The initial public offering (IPO) of Prataap Snacks was subscribed 2.17 times on the second day with investors bidding for 78.79 lakh shares of the 36.27 lakh shares on offer. The qualified institutional buyers bid 40.16 lakh shares on the first day of the IPO. High Net worth Individuals (HNIs) bid for 78,105 shares and retail investors bid for 22,965 shares. On September 21, Prataap Snacks allotted equity shares worth Rs 143.4 crore at Rs 938 to 15 anchor investors. To name a few, Fidelity Funds, Goldman Sachs India, HDFC Trustee Company, SBI FMCG Fund, ICICI Prudential Value Fund Series, HDFC Standard Life Insurance, DSP BlackRock Equity Savings Fund and SBI Life Insurance are among the international and domestic anchor investors.
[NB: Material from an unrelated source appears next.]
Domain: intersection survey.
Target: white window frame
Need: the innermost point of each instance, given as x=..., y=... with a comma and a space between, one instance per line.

Prataap Snacks, which manufactures and markets snacks under the Yellow Diamond brand is planning to raise around Rs 481.94 crore from its initial price offering (IPO). The Rs 481.94-crore issue size includes Rs 200 crore through fresh equity issue and the rest Rs 281.94 crore from offer for sale. The company has set a price band of Rs 930 to 938 per share for its IPO and when calculated at the upper band of the issue price the company will be valued at around Rs 2,199.89 crore.
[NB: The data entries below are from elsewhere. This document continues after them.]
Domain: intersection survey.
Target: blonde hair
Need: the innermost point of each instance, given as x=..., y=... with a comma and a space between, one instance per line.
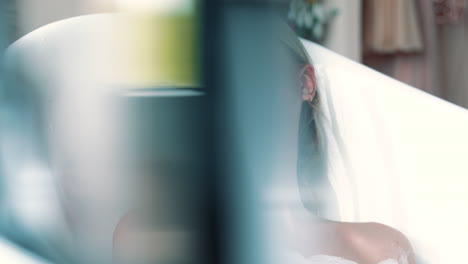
x=312, y=143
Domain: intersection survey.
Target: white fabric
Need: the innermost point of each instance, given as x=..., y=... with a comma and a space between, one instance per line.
x=407, y=157
x=296, y=258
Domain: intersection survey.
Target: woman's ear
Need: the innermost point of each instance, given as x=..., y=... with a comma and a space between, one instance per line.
x=309, y=84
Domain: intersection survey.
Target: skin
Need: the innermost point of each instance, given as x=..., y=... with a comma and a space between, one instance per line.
x=364, y=243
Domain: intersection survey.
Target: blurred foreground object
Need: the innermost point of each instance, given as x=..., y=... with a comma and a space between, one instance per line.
x=103, y=115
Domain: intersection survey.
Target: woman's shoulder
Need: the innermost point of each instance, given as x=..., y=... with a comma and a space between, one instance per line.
x=378, y=242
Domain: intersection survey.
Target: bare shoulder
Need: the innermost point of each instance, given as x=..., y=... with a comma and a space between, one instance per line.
x=377, y=242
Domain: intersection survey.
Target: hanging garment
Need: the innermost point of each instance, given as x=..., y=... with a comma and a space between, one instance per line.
x=391, y=27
The Sequoia Capital-backed company, which made revenue of Rs 903 crore last fiscal, also plans to enter the sweet snacks category. Sequoia Capital’s stake would reduce to 49% post IPO from 63% at present, while the other three promoters Arvind Mehta, Amit Kumat and Apoorva Kumat’s shareholding will come down to approximately 24 % from around 33-34 % at present. The company’s product portfolio includes extruded snacks, chips and namkeen. According to a report by Frost and Sullivan, Prataap Snacks is one of the top six Indian snack food companies in terms of revenues in 2016, and among the fastest growing companies in the Indian organized snack market between 2010 and 2016.